「陸前高田ならでは」目指す 来年度再開のオートキャンプ場モビリア あす市内事業者と情報交換会 ㈱スノーピーク(新潟)が主催
令和4年6月28日付 1面

現在利用を休止し、県が来年度のリニューアルオープンを目指す陸前高田市小友町の陸前高田オートキャンプ場モビリアの指定管理予定者で、日本を代表するアウトドアメーカーの㈱スノーピーク(山井梨沙代表取締役社長、本社・新潟県三条市)は29日(水)、高田町の奇跡の一本松ホールで、市内事業者などとの地域連携に向けた情報交換会を開く。同社の構想を説明したうえ、陸前高田ならではのキャンプ場となるよう地元関係者と意見を交わす。食を含めた地域資源の活用を探るため、漁業・農業者など1次産業従事者の参加も募っている。(高橋 信)
一本松ホールで
同キャンプ場は県有施設で、県は今月23日、スノーピーク、設計、施工業者の計4者と施設整備事業にかかる基本協定を締結。改修工事は秋ごろの着手を予定している。
スノーピークの直営キャンプ場が開設されるのは県内初。約120サイト規模のキャンプフィールドを確保し、同社直営ストアではキャンプ用品などを販売する。
多目的広場やコミュニティースペースに加え、地元運営組織による観光案内や地場産品の直売所も開設する構想。復旧・復興への経過、仮設住宅が並んでいた同キャンプ場の軌跡など、防災・減災を学べる場の設置も検討する。現在あるドームハウス4棟を撤去し、代わりに宿泊可能なモバイルハウス「住箱」を3棟置く。
モビリアは、県が平成11年に開設。約22・4㌶の敷地に、売店などがあるセンターハウス、テントサイト108区画、多目的サイト1面、冷暖房や水回り設備を完備したケビン10棟、ドームサイト4棟などがある。
県によると、利用者数は平成21年度1万1637人、22年度1万3007人。震災後は避難所となったあと、テントサイトや駐車場に仮設住宅168戸が整備された。ケビンやドームハウスは復興工事関係者や行政職員らの宿泊施設としても利用された。
しかし、宿泊利用の減少や施設の老朽化などを受け、平成30年1月から営業を休止。

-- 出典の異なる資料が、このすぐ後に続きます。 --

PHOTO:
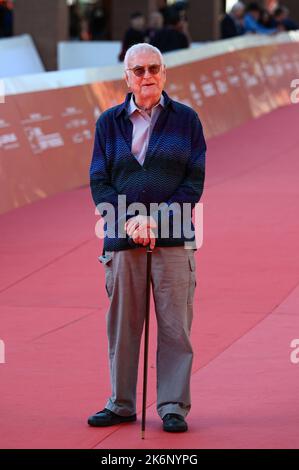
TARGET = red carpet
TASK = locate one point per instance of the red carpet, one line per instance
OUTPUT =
(53, 304)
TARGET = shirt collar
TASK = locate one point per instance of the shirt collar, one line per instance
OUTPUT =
(124, 106)
(132, 107)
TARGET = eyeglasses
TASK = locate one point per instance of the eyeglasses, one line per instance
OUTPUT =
(139, 70)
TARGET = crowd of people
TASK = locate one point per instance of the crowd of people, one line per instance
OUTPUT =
(166, 29)
(6, 18)
(253, 19)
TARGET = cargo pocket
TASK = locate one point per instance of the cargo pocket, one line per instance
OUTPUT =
(106, 260)
(192, 276)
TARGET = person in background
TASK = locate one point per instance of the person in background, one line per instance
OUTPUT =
(252, 18)
(281, 19)
(97, 22)
(266, 19)
(171, 38)
(155, 24)
(6, 18)
(75, 21)
(134, 35)
(232, 23)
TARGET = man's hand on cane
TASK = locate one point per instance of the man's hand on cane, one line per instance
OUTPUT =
(140, 228)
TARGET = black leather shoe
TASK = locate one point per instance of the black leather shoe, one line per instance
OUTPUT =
(106, 417)
(173, 422)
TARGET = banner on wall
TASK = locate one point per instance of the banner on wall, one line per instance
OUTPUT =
(46, 137)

仮設住宅は令和2年度に撤去され、県はテントの大型化やニーズの多様化に対応した施設を目指し、改修に踏み切る。
スノーピークは昭和33年に創業。高品質のアウトドア製品の開発や製造、販売を手がけるほか、キャンプ、アパレル、レストラン、地方創生などの各種事業を展開している。同社によると、直営キャンプ場は現在全国に6カ所ある。
子会社の㈱スノーピーク地方創生コンサルティングの藤島尚登ディレクター(44)は「震災被災地としての経験や教訓発信を一つのキーワードとしながらも、未来に向かってワクワクするような場所としたい」と見据える。
情報交換会は午後2~4時で、事前申し込みが必要。申し込みは、市観光交流課観光係(℡54・2111内線414)へ。